This blog post will cover some part of this topic which seems to be the most painful and unpredictable situation: database corruption. They're mostly physical inconsistencies, associated with storage and raid controllers (physical devices), drivers, software controllers, etc.
Database corruptions can happen at any time due to many factors, but most of them caused by hardware issues. You should be prepared for it.
Of course this blog post is intended to help BASIS administrators or new DBAs starting with SQL Server. If you're already an experienced SQL Server DBA and is new to SAP, this blog has some useful information, but nothing that you haven't seen before I hope. If you're an "old sea dog" on SQL Server and SAP, then probably the content of this blog is irrelevant with redundant information that bothers you every day .
Identifying database corruptions:
I can say that 2 DBCC CHECKDB are enough, most of the times, to check the database consistency. 1 result against the database and a second result against either the same database on the same database server/instance after you clear the buffers (it may be only a transient corruption, but still a corruption!) or you restore the current database against a second server (preferable) or another instance on the same server and get the results to compare.
Make sure you read completely the SAP Note 142731 - DBCC checks of SQL Server.
Performing the first DBCC CHECKDB:
In the SQL Server Management Studio perform the command:
DBCC CHECKDB ('<SID>') with no_infomsgs;
Save the results for later analysis.
Re-validating the results:
When occurs a first access a database page, it's first stored in the data buffer of the SQL Server. Due to software bugs or defective RAM modules, a transient corruption may occur. When you invalidate the data cache, the database corruption can simply go away - but you shouldn't sit and forget about it! Always investigate the source of the corruption! For this it's necessary to have a second result to ensure that the database is really free of corruption or the corruption was transient. Or in the worst case, confirm a database corruption.
When you invalidate the data cache, the SQL Server will have to read all the data from the disks again. If you use a RAID system, some pages can be out of sync (RAID system mirror not identical). Due to optimization the reads are taken sometimes from the original and sometimes from the mirror. With this, the results of the DBCC CHECKDB can differ each time you execute it after you clear the data cache.

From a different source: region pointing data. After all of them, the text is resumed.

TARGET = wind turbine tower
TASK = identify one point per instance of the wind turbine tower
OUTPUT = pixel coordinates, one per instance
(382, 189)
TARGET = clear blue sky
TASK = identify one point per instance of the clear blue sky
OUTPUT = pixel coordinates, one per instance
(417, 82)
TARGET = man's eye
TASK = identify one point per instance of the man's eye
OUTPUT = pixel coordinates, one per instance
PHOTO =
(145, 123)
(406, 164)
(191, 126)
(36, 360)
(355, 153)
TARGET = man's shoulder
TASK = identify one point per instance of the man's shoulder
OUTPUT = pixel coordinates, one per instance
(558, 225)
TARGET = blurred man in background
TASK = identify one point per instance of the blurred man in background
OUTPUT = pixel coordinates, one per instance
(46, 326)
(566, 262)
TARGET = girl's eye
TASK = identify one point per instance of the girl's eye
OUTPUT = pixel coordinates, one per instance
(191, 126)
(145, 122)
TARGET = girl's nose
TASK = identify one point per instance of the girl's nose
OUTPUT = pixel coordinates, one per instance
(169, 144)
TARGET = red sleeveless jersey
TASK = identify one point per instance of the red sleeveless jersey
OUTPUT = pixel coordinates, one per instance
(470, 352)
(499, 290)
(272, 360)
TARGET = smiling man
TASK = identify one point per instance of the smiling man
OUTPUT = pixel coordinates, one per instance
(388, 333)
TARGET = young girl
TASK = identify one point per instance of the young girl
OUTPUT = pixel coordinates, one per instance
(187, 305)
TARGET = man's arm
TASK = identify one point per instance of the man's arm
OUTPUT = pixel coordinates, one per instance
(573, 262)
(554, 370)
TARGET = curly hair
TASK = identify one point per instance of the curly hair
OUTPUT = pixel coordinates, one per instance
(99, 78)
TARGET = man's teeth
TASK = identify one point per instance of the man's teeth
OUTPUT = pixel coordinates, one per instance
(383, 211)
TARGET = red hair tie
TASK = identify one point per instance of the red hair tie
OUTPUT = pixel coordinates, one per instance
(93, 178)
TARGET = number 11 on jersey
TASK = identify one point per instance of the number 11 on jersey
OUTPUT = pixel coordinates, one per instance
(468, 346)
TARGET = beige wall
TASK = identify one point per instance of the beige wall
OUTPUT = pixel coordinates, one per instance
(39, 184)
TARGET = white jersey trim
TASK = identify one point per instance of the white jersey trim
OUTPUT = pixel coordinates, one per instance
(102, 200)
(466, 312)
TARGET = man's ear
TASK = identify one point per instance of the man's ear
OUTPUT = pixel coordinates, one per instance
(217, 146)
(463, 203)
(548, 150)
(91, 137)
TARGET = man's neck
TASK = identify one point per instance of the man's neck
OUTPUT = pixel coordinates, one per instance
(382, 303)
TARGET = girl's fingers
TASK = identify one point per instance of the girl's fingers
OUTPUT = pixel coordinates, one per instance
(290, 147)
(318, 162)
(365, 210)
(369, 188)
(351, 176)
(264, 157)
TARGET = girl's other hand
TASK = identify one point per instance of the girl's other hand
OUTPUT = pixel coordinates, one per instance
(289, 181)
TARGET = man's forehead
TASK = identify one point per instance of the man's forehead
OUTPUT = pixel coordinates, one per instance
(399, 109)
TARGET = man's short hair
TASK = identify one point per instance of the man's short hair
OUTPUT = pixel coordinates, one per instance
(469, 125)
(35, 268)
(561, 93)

I personally suggest to backup / restore your database into another server/instance. Preferably, to another hardware, to eliminate a complete investigation over a system that is suspect.
Reset the data cache:
To clear the buffer cache, perform the command:
Note: This command invalidate the buffer cache and if you perform it in a production system, the database will have to read all the data from the disk again. The users will observe bad performance and even TIME OUTS when running programs and transactions. If it's not feasible for you to invalidate the buffer cache, then backup and restore the database into another server/instance!
- Backup the database and restore it into another server/instance.
This option will eliminate some questions about the effectiveness of the analysis and efforts in order to fix/restore your database/system. I won't enter in details on how to backup / restore your database.
- Repeat the DBCC CHECKDB, save the results to analyze it.
An inconsistency has been detected. What now?
Well it's time to identify them in the results. Depending on the following message, you're able to repair the tables:
CHECKDB found 0 allocation errors and 8 consistency errors in database 'NW1'.
repair_rebuild is the minimum repair level for the errors found by DBCC CHECKDB (NW1).
The above results indicates that the corruption is not severe and you can fix without data loss, which is the opposite of the following error message:
CHECKDB found 10 allocation errors and 1739 consistency errors in database 'NW1'.
repair_allow_data_loss is the minimum repair level for the errors found by DBCC CHECKDB (NW1).
It indicates that at least one table is severely corrupted and cannot be repaired.
I won't go in deep on methods that can help you to extract the data from a severely damaged table because it's not the goal of this blog post. You may also keep in mind that depending on the table that is affected you can also rebuild the table with data from other tables (it depends on the component that is responsible for the table involved) or it's a table that doesn't store sensitive data and can simply be truncated or dropped and recreated. But for this I strongly suggest you to read the entire blog. I'll approach later with some suggestions if your minimum repair level is "repair_allow_data_loss" - also known as RADL.
For each table that is listed in the CHECKDB results is necessary to perform another DBCC CHECKTABLE to check the level of the damage to each table:
DBCC CHECKTABLE ('<sid>.<TABLE_NAME>');
For the tables listed with "repair_rebuild" or "repair_fast" as the minimum repair level, you can repair the tables with the DBCC CHECKTABLE and REPAIR_REBUILD. However, you have to set the database to SINGLE_USER first:
ALTER DATABASE <SID> SET SINGLE_USER;
After completing, you can repair each table:
DBCC CHECKTABLE ('<sid>.<TABLE_NAME>',REPAIR_REBUILD);
After completing the repairs, perform another DBCC CHECKDB whether your database is now clear. If the result is positive, set the database back to MULTI_USER:
ALTER DATABASE <SID> SET MULTI_USER;
Before releasing the system back online to the users, take a full backup for safety
The minimum repair level is "repair_allow_data_loss". What to do?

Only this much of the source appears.